Затем он велел Китти снять с меня мокрую одежду и усадить к костру. Очередная чашка бульона укрепила тело и вернула сознание, когда группа викингов, разбуженных воем ветра и светом огромного костра, пошатываясь, прибрела по песчаному берегу.
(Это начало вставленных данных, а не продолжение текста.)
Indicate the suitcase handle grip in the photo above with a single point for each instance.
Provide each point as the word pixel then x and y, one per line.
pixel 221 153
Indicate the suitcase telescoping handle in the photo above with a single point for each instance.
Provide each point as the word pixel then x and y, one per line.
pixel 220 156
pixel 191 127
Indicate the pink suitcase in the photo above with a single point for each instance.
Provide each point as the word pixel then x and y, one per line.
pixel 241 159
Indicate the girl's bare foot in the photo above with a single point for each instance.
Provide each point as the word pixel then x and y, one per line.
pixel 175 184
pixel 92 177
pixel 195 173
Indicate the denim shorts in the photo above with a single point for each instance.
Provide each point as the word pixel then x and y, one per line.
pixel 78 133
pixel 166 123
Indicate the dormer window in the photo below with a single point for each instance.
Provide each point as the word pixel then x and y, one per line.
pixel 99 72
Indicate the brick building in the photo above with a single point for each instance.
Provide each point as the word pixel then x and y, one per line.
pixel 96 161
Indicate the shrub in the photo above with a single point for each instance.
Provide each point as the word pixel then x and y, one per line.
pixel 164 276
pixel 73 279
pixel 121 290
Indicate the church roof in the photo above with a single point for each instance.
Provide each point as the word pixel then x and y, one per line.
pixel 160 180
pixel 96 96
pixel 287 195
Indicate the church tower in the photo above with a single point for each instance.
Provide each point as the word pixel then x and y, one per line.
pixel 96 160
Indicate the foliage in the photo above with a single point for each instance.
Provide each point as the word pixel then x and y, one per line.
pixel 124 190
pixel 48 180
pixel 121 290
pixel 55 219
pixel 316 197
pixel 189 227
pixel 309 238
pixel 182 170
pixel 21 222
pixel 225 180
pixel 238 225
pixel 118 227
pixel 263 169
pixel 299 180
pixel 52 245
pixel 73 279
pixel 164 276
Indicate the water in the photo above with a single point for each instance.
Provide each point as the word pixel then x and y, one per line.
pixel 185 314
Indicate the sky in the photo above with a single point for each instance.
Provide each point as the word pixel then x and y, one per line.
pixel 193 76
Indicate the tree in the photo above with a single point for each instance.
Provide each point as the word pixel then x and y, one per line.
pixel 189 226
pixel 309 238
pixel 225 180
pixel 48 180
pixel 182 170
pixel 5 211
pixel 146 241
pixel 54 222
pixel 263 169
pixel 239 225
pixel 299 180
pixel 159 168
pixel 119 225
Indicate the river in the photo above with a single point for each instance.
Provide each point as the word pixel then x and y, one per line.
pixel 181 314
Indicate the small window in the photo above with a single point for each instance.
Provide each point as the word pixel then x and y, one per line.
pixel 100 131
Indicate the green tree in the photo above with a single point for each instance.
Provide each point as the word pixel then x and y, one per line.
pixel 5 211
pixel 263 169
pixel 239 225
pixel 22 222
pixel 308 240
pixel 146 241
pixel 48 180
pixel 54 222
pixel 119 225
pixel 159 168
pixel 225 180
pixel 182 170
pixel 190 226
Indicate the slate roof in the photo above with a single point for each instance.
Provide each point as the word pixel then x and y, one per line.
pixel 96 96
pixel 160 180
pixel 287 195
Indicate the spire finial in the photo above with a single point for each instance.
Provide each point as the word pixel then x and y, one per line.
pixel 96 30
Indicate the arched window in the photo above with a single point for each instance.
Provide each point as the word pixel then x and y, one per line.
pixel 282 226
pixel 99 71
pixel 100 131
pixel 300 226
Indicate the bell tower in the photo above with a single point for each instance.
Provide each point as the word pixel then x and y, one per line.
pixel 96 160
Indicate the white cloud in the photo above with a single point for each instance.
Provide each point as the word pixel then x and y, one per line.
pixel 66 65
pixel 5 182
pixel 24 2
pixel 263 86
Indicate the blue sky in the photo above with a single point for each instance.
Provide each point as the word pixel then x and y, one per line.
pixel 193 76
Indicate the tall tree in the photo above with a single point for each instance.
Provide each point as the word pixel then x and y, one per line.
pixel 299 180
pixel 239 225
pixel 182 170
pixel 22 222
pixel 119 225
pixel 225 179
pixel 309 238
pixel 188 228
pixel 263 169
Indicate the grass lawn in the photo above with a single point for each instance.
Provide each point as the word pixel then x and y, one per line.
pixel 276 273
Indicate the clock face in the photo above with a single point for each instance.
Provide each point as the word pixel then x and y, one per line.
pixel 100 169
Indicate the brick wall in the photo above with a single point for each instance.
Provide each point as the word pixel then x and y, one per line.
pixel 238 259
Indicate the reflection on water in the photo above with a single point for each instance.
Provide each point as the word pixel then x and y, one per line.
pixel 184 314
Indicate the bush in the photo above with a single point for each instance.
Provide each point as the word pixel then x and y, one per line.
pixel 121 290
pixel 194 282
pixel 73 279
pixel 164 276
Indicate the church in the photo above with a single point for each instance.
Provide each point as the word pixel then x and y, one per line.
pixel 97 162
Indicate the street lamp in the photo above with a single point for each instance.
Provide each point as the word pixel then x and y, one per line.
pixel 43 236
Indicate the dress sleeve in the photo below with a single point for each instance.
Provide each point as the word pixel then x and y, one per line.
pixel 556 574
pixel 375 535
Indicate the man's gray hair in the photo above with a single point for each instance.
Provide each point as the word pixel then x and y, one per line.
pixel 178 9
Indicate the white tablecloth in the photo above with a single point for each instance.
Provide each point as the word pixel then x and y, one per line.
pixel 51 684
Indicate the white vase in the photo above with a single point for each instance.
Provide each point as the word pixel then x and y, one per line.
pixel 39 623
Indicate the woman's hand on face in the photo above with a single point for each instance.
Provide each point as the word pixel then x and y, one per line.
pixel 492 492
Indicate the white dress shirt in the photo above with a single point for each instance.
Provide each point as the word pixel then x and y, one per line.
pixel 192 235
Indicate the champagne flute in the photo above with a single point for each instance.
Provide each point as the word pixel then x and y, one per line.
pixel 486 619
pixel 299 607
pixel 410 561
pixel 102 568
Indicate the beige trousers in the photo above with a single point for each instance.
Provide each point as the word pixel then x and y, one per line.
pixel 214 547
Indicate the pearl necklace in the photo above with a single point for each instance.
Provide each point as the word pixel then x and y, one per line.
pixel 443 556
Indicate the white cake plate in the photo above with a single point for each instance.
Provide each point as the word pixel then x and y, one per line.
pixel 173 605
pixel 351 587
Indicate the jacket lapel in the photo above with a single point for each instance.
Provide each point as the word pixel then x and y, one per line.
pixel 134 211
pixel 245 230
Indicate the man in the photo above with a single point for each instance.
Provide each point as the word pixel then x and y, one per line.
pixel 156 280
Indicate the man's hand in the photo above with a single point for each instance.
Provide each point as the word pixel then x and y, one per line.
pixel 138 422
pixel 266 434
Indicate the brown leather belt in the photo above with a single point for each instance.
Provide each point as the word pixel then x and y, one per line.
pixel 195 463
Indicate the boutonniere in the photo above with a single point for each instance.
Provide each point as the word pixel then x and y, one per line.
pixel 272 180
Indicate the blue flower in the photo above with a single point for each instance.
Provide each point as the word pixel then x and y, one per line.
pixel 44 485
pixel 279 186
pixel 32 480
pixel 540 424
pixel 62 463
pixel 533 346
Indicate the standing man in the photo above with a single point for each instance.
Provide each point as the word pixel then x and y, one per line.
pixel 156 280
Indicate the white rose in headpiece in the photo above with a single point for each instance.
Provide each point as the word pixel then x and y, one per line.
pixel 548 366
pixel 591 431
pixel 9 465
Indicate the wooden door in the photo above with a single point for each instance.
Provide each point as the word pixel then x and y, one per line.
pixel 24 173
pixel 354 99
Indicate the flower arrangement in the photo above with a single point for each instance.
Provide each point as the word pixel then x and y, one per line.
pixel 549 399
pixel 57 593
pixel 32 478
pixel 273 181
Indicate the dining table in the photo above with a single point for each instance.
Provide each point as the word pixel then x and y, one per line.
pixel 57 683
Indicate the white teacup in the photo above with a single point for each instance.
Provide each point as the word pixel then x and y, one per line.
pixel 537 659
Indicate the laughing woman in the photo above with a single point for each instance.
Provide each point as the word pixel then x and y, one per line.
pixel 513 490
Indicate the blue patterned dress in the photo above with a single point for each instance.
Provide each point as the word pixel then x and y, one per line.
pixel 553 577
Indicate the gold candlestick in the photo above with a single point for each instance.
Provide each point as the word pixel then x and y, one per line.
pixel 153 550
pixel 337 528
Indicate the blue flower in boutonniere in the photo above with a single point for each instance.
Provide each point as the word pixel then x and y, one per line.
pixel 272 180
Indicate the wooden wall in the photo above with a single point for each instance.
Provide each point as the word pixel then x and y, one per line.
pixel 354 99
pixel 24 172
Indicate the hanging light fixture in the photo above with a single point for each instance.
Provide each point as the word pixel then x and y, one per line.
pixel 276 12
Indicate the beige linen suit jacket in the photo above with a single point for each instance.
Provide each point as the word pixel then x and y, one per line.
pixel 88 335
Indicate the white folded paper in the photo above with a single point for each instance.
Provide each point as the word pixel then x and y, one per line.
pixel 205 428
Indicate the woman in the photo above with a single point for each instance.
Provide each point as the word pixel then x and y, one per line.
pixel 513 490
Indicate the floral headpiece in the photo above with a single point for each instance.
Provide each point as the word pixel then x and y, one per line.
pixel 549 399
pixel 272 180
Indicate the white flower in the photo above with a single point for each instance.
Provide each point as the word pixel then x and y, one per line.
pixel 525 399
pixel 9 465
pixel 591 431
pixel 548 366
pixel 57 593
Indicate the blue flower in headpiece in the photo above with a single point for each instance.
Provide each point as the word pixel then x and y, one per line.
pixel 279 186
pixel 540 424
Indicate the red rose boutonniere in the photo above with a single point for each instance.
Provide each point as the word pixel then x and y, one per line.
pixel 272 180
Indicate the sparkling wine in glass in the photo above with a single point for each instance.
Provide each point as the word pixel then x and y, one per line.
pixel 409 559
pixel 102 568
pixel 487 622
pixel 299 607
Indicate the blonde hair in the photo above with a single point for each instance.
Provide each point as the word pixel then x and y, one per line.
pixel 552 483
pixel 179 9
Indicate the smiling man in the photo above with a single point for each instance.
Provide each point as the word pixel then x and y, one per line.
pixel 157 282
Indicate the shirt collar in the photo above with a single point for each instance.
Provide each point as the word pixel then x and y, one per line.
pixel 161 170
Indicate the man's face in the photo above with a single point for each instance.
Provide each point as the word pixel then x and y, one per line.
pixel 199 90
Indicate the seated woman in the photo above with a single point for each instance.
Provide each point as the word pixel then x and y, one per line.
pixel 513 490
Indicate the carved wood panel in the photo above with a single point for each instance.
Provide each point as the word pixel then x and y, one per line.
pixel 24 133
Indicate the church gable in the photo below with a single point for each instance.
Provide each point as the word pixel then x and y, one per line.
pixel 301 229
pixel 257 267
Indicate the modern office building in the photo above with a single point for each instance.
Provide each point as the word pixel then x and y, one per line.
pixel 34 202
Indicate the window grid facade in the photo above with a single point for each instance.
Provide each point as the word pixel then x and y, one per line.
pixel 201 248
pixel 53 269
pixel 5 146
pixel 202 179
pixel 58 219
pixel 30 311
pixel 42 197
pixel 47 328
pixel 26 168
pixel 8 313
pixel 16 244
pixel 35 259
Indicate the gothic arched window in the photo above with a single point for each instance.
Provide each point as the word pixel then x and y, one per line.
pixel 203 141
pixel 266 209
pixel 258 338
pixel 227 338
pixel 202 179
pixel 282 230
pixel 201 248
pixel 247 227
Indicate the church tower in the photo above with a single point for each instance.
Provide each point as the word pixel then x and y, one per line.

Отвечая на вопросы, Эгберт рассказал, что его сюда привело любопытство и он успел как раз вовремя, чтобы выудить меня, едва живого, из воды уходившего прилива.
– Хастингс Девичье Личико почти не пил, но ты-то надрался как следует, – заметил седой ярл Эгберту. – Почему же ты не оказался под скамьями вместе со всеми нами?
– Когда датчанин перепьет англичанина, король Осберт поцелует Рагнару ноги.
– Я полагаю, что он все равно это сделает, и очень скоро, – лениво заметил Хастингс.
Большинство ярлов были слишком пьяны, чтобы расслышать его, а Эгберт слишком умен, чтобы отвечать.
– Я бы охотно поцеловал задницу хорька, – пробормотал какой-то упившийся викинг.
Это вызвало дружный взрыв смеха, и ярлы пустились в пляс и принялись играть в кнаррлейк.
Они были могучими воинами, размышлял я, обсыхая у костра. А я слаб и гол, как только что вылупившийся птенец. Но они уже не казались мне огромными словно горы.
Я был жив. Жизнь, едва не покинувшая меня, возвращалась. И я чувствовал первые слабые толчки крови в венах. Я повернул голову, чтобы взглянуть на Китти в отблесках костра, и подумал, что это самая великая ведьма из всех жриц Священной Рощи.
Но возможно, это были лишь сны, каких прежде я не осмеливался видеть.
Двое рабов Эгберта принесли мне сухую одежду. Она была сильно поношена. Мне сказали, что я должен добраться до сарая рабов сам или спать на земле. С легким сердцем и страшной тяжестью в ногах, я двинулся в путь. Я заметил, что мой новый хозяин тайком переговорил с Китти, и знал, что она по-прежнему рядом со мной.
Глава II
Брат Рагнара
Утром управляющий Эгберта отправил меня чистить скот. И я провел целый день на скотном дворе, а затем он приказал мне вымыться с головы до ног и проводил меня в покои хозяина. Эта была необычная для нас – датчан – комната, выходившая в огромный зал, и с отдельным очагом, обнесенным каменной стеной и с надстроенной башенкой, которая называлась дымоходом. Никто из его нахлебников не захаживал к нему, и зал был заброшен, пуст и холоден. Но хозяин был одет так же роскошно, как и на вчерашнем пиру.